Defending the Edge: Representative-Attention for Mitigating Backdoor Attacks in Federated Learning
This addresses security vulnerabilities in privacy-preserving federated learning for edge devices, though it appears incremental as an improved defense mechanism.
The paper tackles the problem of detecting backdoor attacks in federated learning with non-IID edge device data, proposing FeRA which uses cross-client attention on feature representations to identify malicious clients, reducing attack success rates while maintaining high main task accuracy.

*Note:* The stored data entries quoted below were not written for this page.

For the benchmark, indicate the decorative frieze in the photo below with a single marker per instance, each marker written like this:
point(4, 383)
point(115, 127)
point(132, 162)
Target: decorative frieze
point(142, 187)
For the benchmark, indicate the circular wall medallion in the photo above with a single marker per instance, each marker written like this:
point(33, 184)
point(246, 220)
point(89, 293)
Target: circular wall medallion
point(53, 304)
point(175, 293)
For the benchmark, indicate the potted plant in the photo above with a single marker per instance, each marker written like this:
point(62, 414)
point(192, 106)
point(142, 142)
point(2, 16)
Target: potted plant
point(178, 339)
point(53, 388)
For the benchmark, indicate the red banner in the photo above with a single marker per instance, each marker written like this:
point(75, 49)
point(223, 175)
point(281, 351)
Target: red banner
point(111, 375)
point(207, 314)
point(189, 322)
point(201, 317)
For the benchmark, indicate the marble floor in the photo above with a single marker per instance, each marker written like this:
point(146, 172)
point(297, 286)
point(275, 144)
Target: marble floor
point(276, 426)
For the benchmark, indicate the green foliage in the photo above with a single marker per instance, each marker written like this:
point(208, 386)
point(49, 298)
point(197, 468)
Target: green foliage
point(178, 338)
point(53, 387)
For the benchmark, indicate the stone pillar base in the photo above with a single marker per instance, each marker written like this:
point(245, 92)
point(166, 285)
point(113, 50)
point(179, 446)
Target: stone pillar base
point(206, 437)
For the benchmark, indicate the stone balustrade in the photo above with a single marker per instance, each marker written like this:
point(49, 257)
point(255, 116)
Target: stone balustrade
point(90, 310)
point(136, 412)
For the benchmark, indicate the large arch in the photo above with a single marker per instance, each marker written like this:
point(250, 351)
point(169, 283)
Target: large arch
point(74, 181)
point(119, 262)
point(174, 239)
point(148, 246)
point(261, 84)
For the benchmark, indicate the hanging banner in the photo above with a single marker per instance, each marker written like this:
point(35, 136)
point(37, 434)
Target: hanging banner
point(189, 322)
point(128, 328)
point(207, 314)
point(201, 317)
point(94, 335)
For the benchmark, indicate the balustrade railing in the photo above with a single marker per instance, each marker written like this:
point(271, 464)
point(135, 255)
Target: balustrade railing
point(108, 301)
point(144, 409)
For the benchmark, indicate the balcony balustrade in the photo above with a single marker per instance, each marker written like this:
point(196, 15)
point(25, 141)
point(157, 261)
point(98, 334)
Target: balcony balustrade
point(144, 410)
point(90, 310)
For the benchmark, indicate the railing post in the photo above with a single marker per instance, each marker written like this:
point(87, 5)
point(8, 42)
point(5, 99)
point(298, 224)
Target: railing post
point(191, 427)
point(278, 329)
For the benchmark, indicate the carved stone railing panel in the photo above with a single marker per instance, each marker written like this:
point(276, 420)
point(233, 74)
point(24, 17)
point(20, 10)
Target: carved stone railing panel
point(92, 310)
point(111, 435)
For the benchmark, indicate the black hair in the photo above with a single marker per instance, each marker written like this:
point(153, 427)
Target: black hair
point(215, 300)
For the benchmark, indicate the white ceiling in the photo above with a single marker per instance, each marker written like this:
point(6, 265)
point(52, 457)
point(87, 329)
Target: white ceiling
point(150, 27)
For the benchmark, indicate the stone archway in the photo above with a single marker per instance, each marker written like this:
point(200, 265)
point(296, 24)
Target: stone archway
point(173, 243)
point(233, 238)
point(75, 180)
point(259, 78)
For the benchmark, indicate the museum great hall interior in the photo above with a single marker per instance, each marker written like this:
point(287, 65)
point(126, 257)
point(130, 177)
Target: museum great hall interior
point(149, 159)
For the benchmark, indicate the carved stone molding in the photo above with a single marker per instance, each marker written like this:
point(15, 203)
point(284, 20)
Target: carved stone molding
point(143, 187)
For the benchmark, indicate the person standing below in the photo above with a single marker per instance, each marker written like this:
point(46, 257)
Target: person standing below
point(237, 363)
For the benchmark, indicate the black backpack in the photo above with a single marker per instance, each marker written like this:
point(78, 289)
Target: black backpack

Federated learning (FL) enhances privacy and reduces communication cost for resource-constrained edge clients by supporting distributed model training at the edge. However, the heterogeneous nature of such devices produces diverse, non-independent, and identically distributed (non-IID) data, making the detection of backdoor attacks more challenging. In this paper, we propose a novel federated representative-attention-based defense mechanism, named FeRA, that leverages cross-client attention over internal feature representations to distinguish benign from malicious clients. FeRA computes an anomaly score based on representation reconstruction errors, effectively identifying clients whose internal activations significantly deviate from the group consensus. Our evaluation demonstrates FeRA's robustness across various FL scenarios, including challenging non-IID data distributions typical of edge devices. Experimental results show that it effectively reduces backdoor attack success rates while maintaining high accuracy on the main task. The method is model-agnostic, attack-agnostic, and does not require labeled reference data, making it well suited to heterogeneous and resource-limited edge deployments.